= Pol Anglada =

Spanish artist

Pol Anglada (born 1991) is a Spanish artist and illustrator known for his erotic queer drawings and collaborations in the fashion world. He works across visual art, fashion illustration, and editorial projects, garnering attention for his high-contrast illustrative and intimate style, and bringing queer desire into mainstream contexts. He has held residencies, notably with the Tom of Finland Foundation, exhibited internationally, including at CULTUREEDIT Gallery, Palazzo Soranzo Cappello (Venice), and C.G. Williams (London), and collaborated with brands such as Moncler, JW Anderson, and Loewe.

== Early life and education ==
Anglada was born in 1991 in a small town near the Catalan Pyrenees in Spain. His father worked as an electrician and his mother came from a farming background. His grandmother was a skilled seamstress, which influenced his early exposure to textiles and craft. He drew inspiration from his father's comics and from classic comic and illustrators such as Milo Manara, Tanino Liberatore, and Enki Bilal. As a teenager, Anglada discovered the worlds of Ranxerox, Physique Pictorial, and Tom of Finland, which have all influenced Anglada's visual vocabulary.

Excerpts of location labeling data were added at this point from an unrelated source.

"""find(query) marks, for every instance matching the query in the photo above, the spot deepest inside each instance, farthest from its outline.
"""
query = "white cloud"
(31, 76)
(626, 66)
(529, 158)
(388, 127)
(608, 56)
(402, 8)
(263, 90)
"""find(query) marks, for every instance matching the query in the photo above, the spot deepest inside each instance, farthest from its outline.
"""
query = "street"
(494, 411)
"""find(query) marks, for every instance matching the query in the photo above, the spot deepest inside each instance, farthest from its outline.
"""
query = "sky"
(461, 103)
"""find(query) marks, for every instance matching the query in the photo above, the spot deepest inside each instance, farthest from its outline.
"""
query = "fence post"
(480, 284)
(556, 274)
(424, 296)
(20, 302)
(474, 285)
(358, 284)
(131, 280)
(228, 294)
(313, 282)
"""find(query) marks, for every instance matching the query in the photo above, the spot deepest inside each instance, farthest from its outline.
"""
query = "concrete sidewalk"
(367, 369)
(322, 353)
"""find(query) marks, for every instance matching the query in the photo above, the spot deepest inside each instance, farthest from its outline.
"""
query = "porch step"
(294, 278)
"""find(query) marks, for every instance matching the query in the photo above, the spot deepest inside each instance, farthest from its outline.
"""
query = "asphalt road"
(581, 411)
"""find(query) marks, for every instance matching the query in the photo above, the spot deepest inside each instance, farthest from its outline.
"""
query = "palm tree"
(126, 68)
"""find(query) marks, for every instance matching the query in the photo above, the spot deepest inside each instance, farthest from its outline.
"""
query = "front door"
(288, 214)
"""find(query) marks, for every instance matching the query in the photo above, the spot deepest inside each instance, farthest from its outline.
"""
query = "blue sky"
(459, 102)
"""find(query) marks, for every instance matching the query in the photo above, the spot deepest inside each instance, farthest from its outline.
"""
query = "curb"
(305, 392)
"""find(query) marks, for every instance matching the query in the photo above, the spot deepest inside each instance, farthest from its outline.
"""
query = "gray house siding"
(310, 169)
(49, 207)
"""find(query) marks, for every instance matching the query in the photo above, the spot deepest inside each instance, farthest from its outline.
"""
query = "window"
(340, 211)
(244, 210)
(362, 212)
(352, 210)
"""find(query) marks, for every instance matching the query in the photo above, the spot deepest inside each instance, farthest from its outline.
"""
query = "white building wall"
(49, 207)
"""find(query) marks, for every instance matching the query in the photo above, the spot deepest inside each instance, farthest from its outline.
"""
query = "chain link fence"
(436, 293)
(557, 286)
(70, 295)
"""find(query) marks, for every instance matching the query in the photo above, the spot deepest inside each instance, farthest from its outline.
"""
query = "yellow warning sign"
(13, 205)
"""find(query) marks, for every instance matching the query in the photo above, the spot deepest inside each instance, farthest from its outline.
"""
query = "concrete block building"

He graduated from the IED Barcelona.

== Work ==

=== Style and Themes ===
Anglada typically works in colored pencil, gouache, or watercolor, depicting figures and bodies in erotic motion, indulging in physical intimacy, and carrying out any number of kinks and fetishes. His visual language draws from magazine culture, comics, and erotic illustration traditions, with playful, sometimes explicit, imagery. Visual contemporaries include Mel Odom, Drake Carr, David Rappeneau, and David Hockney. Critics note that while the work traffics in eroticism, the artist's visual compositions succeed by constructing a distinct visual framework that includes narrative nuance, humor, and emotional depth.

In 2016, Anglada co-founded Free Time, an independent magazine and clothing project created with Paris-based designers Faye and Gina. The publication focuses on leisure and creative play, featuring zines, t-shirts, and hand-painted garments.

In 2023, his illustrations appeared on JW Anderson garments and were used for a Pride installation at the brand's London flagship store, featuring large-scale murals of men kissing and embracing.

=== Major Exhibitions & Residencies ===

- 2025, Walking on Eggshells, C.G. Williams, London (solo)
- 2024, Here, I shall find, living and growing, the coloured expansions of my pleasures, Palazzo Soranzo Cappello, Venice
- 2022 HOLE, CULTUREEDIT Gallery, Tom of Finland Foundation, Los Angeles (solo), The Hole, Los Angeles (solo)
- 2022, Artist-in-Residence, Tom of Finland Foundation (TOM House), Los Angeles

== Publications and Projects ==
Anglada's works and zines have been presented at the Paris Ass Book Fair (Palais de Tokyo) and featured in Document Journal, Platform, Artsy, 10 Magazine, and Gayletter.